Village of Islamorada officials said Monroe County never consulted them before deciding to discontinue the mainland checkpoint in Florida City effective Tuesday, and that the decision makes the Upper Keys ripe for looting and traffic backups.
“We weren’t consulted on this,” Islamorada Councilman Mike Forster said during a county conference call Tuesday with other local, state and federal officials. “It was nothing we were informed about.”
The county announced Monday that the checkpoint would be gone by Tuesday morning. It followed the opening of the Keys to all residents over the weekend. The Sheriff’s Office said in a statement Monday that many residents are returning to major damage caused by Hurricane Irma, and they need help cleaning their properties and fixing their homes.
“Many people need to bring in friends, family members and contractors to begin work on their homes and property,” Deputy Becky Herrin, the agency’s media relations officer said in a statement.

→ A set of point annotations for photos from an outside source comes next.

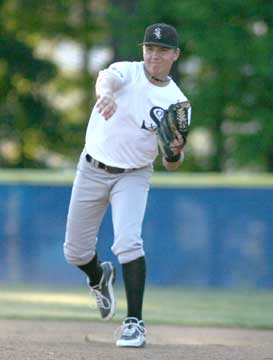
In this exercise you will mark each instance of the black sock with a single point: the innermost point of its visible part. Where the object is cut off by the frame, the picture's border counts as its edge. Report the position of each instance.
(134, 275)
(93, 270)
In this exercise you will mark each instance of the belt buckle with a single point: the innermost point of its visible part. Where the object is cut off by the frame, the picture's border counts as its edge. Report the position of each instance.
(113, 170)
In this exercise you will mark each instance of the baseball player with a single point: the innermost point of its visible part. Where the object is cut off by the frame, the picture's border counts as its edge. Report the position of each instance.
(115, 168)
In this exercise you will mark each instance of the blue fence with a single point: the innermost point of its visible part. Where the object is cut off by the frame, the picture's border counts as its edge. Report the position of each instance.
(196, 237)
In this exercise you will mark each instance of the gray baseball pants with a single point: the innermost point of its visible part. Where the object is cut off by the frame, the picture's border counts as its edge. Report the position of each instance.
(93, 190)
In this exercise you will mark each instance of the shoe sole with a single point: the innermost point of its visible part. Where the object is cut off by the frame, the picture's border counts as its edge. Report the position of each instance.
(111, 293)
(124, 344)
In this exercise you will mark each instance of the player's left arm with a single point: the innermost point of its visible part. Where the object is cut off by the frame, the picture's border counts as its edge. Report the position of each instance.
(172, 163)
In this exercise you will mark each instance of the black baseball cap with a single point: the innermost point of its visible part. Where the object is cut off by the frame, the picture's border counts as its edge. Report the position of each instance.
(161, 34)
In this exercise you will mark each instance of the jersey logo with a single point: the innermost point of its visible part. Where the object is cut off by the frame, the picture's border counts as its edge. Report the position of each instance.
(156, 114)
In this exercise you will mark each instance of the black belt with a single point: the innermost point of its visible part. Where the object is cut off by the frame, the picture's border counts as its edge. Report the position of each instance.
(100, 165)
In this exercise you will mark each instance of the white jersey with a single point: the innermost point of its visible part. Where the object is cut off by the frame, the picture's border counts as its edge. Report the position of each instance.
(127, 140)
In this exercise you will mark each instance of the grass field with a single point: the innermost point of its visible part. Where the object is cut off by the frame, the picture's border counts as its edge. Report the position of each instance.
(247, 309)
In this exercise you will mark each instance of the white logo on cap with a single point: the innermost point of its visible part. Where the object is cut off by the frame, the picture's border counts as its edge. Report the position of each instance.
(157, 33)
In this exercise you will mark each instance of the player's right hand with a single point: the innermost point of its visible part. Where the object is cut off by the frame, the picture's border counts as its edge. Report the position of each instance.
(106, 106)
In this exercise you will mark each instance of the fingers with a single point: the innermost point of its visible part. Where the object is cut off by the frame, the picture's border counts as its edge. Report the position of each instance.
(106, 106)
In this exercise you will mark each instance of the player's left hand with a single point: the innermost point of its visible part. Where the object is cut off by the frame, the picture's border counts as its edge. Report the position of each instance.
(106, 106)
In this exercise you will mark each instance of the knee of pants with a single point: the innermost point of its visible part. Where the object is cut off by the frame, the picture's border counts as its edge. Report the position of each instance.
(77, 256)
(128, 249)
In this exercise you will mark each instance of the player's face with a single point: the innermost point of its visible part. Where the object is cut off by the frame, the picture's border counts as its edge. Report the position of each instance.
(158, 60)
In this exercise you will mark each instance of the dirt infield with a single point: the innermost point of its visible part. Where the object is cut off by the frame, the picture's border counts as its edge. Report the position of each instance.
(76, 340)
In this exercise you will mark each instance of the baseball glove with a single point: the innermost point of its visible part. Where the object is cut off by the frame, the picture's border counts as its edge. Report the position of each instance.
(176, 118)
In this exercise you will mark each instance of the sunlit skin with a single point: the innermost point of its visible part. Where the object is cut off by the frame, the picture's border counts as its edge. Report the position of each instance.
(158, 60)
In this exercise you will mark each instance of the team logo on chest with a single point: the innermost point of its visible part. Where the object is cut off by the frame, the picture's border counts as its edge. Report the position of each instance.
(156, 114)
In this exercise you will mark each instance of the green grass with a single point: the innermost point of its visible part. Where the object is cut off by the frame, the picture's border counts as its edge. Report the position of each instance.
(249, 309)
(175, 179)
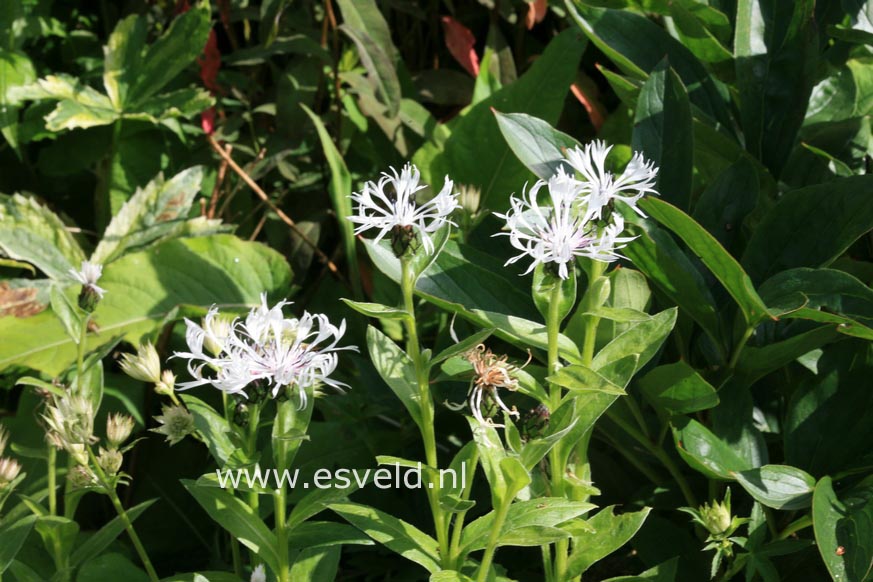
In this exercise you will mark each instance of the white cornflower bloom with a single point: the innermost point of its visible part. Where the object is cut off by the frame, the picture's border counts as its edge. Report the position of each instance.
(390, 206)
(266, 348)
(258, 574)
(88, 275)
(602, 186)
(554, 233)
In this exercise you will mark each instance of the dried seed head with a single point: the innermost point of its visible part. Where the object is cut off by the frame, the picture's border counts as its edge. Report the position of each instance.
(176, 423)
(144, 366)
(118, 429)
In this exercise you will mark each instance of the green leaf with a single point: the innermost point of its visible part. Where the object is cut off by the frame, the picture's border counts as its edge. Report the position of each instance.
(725, 268)
(143, 289)
(677, 389)
(775, 52)
(170, 54)
(778, 486)
(662, 131)
(540, 92)
(540, 512)
(100, 540)
(843, 532)
(376, 310)
(395, 534)
(610, 533)
(155, 212)
(577, 378)
(636, 45)
(31, 232)
(12, 537)
(232, 514)
(705, 452)
(534, 142)
(396, 369)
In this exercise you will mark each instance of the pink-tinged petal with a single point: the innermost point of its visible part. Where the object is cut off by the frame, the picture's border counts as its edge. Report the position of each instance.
(536, 11)
(462, 44)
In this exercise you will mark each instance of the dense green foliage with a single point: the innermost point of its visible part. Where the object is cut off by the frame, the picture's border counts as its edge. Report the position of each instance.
(205, 153)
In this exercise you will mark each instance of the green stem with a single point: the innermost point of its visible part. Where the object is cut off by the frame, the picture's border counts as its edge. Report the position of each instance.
(284, 574)
(52, 480)
(428, 435)
(125, 519)
(794, 527)
(488, 557)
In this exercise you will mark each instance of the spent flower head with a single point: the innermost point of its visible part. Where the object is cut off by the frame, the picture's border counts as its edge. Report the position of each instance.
(9, 471)
(602, 187)
(557, 232)
(87, 276)
(118, 429)
(266, 349)
(390, 206)
(176, 423)
(144, 366)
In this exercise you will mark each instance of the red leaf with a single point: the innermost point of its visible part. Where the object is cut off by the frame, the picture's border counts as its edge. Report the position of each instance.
(536, 11)
(462, 44)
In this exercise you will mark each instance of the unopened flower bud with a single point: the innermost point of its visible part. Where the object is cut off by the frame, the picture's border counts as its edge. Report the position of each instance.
(176, 423)
(144, 366)
(118, 429)
(167, 384)
(9, 470)
(110, 460)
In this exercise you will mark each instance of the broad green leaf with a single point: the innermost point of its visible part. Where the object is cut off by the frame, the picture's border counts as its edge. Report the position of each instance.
(232, 514)
(396, 369)
(778, 486)
(123, 58)
(610, 533)
(535, 143)
(395, 534)
(705, 452)
(153, 213)
(97, 542)
(32, 233)
(16, 70)
(725, 268)
(12, 537)
(636, 45)
(380, 69)
(677, 389)
(577, 378)
(340, 189)
(775, 53)
(662, 131)
(841, 208)
(843, 532)
(540, 92)
(145, 288)
(540, 512)
(170, 54)
(376, 310)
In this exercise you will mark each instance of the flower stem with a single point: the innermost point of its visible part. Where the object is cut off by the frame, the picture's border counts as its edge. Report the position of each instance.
(428, 435)
(125, 519)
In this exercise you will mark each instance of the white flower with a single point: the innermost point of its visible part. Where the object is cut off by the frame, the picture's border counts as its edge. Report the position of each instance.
(267, 348)
(556, 233)
(88, 276)
(258, 574)
(390, 206)
(602, 186)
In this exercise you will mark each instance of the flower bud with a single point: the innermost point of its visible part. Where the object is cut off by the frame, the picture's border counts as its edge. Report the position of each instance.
(110, 460)
(176, 423)
(118, 429)
(144, 366)
(9, 470)
(167, 384)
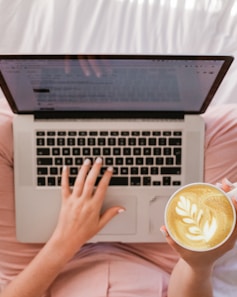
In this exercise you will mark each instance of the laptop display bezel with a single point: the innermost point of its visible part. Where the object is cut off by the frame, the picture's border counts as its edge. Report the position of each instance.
(119, 113)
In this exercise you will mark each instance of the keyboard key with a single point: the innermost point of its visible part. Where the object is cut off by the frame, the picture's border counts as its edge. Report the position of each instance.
(170, 170)
(43, 152)
(135, 181)
(118, 181)
(44, 161)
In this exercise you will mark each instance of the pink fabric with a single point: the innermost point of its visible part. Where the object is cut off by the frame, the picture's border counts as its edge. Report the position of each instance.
(110, 269)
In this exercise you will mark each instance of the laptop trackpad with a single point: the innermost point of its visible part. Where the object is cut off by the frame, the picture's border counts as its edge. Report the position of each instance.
(123, 223)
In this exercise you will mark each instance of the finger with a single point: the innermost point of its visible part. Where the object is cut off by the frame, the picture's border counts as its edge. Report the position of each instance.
(103, 186)
(81, 177)
(109, 214)
(91, 178)
(65, 188)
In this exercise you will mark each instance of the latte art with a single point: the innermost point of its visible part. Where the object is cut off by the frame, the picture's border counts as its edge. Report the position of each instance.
(201, 228)
(200, 217)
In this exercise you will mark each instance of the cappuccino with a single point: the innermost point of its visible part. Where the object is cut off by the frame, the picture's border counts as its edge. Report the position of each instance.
(200, 217)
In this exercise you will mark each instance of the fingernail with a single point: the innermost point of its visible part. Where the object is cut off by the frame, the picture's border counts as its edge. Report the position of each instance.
(228, 182)
(110, 169)
(98, 160)
(164, 232)
(87, 162)
(219, 185)
(121, 210)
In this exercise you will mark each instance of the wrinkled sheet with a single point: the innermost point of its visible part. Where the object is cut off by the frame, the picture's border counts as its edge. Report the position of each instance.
(130, 26)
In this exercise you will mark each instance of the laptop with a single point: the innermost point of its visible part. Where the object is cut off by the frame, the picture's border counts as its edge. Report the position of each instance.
(140, 113)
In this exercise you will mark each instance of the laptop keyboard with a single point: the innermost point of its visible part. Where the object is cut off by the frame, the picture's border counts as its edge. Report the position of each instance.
(139, 158)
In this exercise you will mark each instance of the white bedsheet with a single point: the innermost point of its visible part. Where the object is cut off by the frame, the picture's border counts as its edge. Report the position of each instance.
(130, 26)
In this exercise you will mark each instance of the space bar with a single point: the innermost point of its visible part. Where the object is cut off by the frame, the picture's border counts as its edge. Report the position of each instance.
(118, 181)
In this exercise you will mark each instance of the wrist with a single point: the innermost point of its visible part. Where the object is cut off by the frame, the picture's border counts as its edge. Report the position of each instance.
(62, 249)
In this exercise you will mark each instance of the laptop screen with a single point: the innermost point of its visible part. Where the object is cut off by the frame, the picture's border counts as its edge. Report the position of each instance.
(111, 83)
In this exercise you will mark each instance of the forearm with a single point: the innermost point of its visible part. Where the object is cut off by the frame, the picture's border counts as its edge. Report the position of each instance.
(39, 274)
(188, 282)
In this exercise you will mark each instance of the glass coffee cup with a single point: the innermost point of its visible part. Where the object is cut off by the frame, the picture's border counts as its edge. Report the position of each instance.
(200, 216)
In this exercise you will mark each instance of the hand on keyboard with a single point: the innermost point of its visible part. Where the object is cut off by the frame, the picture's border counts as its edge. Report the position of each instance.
(80, 216)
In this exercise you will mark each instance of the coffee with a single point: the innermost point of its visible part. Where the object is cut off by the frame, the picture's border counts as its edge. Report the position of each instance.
(200, 217)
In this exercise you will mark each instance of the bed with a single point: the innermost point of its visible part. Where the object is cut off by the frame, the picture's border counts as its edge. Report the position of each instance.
(130, 26)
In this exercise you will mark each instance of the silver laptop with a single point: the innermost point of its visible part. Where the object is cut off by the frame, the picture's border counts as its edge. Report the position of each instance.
(140, 113)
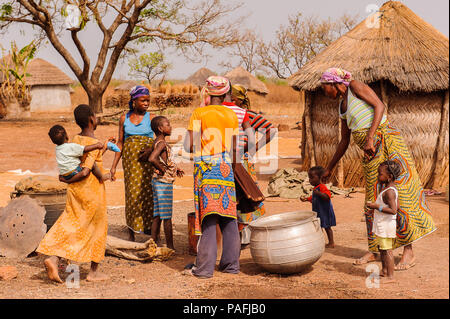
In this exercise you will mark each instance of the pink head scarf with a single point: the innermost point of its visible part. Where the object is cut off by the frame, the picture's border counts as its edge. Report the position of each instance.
(336, 75)
(215, 86)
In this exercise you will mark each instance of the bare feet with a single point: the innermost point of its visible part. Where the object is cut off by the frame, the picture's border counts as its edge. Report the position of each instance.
(387, 280)
(367, 258)
(95, 276)
(51, 264)
(408, 260)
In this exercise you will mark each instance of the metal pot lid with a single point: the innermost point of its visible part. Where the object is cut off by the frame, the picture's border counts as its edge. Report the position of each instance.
(283, 220)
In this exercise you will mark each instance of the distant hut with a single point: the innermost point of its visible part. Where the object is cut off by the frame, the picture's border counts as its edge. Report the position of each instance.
(199, 77)
(406, 61)
(49, 86)
(242, 77)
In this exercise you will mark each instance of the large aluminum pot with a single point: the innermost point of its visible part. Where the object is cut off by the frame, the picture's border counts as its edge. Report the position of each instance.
(53, 202)
(287, 243)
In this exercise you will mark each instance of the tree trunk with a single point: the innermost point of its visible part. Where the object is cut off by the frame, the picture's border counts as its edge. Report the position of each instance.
(95, 101)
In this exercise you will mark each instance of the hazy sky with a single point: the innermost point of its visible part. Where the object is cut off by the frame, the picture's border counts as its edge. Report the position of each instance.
(263, 16)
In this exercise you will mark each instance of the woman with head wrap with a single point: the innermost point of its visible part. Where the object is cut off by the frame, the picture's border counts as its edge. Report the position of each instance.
(211, 132)
(362, 116)
(135, 134)
(259, 124)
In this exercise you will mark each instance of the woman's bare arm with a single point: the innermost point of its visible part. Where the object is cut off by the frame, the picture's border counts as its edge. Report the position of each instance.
(389, 198)
(365, 93)
(76, 178)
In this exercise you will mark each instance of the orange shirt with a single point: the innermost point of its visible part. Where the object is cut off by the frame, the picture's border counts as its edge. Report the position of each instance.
(217, 125)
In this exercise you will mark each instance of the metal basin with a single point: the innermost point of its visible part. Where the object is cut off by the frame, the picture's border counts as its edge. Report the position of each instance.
(287, 243)
(54, 204)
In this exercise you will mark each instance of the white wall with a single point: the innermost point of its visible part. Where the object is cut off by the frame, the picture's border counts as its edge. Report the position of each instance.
(50, 98)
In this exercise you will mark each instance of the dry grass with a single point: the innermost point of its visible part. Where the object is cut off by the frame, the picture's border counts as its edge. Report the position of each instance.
(282, 105)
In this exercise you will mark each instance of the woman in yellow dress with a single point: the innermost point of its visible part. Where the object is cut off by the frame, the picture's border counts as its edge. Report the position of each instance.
(80, 232)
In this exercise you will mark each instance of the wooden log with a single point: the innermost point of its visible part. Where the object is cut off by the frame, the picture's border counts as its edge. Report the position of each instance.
(340, 168)
(136, 251)
(309, 132)
(384, 94)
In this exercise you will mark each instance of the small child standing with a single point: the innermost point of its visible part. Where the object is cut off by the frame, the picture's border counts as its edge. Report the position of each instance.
(68, 154)
(321, 202)
(385, 216)
(162, 182)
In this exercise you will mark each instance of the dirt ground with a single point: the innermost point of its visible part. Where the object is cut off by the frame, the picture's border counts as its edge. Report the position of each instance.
(26, 146)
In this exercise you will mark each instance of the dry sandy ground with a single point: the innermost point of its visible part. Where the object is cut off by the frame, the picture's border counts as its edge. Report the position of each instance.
(25, 146)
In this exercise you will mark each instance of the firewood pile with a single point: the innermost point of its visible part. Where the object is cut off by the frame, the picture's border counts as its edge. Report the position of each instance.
(164, 96)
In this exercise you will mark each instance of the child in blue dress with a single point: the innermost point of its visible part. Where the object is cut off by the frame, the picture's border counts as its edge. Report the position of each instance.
(321, 202)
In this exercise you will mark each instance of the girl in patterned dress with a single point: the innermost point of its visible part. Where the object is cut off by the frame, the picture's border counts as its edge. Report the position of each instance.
(161, 157)
(363, 117)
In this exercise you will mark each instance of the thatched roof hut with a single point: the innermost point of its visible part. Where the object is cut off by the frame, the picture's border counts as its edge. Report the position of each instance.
(242, 77)
(50, 87)
(406, 61)
(199, 77)
(126, 86)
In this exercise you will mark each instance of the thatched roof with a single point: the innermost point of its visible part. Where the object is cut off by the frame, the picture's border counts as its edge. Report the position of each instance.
(242, 77)
(199, 77)
(42, 73)
(45, 73)
(126, 86)
(403, 49)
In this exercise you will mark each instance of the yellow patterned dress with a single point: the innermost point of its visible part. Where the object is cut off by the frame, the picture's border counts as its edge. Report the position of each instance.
(80, 232)
(413, 217)
(138, 184)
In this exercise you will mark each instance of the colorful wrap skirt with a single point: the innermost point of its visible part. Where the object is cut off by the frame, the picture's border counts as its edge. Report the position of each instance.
(246, 218)
(214, 188)
(414, 219)
(162, 199)
(138, 184)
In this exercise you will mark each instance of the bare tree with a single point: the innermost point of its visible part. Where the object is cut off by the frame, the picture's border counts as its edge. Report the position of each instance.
(163, 22)
(149, 66)
(299, 41)
(246, 50)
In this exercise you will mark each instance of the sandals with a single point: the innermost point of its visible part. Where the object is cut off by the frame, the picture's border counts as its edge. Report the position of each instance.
(404, 266)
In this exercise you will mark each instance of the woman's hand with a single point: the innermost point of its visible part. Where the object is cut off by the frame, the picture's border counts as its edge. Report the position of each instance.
(326, 176)
(62, 179)
(369, 148)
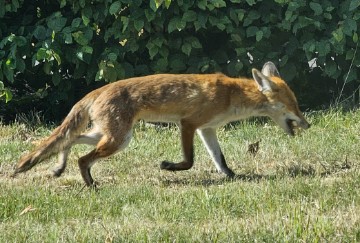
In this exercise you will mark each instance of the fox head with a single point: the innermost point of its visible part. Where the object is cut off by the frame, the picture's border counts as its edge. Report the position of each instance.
(281, 105)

Therefor, keeping the checkpoint in place would make it difficult for Keys residents to bring in supplies and the manpower needed to get repairs done, county officials said.
But Forster said the decision is already creating traffic and looting issues in the Upper Keys.
“Traffic is insane up here. It’s the wrong thing to do to open the road up,” Forster said during Tuesday’s call. “It’s a life-safety issue. People are just rolling in here with no IDs.”
Herrin said that while the Sheriff’s Office is keeping an eye out for looters, it’s not been a significant issue since Irma tore through the Keys, leaving many homes severely damaged and vulnerable.
“Looting is not rampant,” Herrin said.
There have been some cases of looting, Herrin said, but not by people from the mainland.
“The only looting we’ve had are local people,” she said.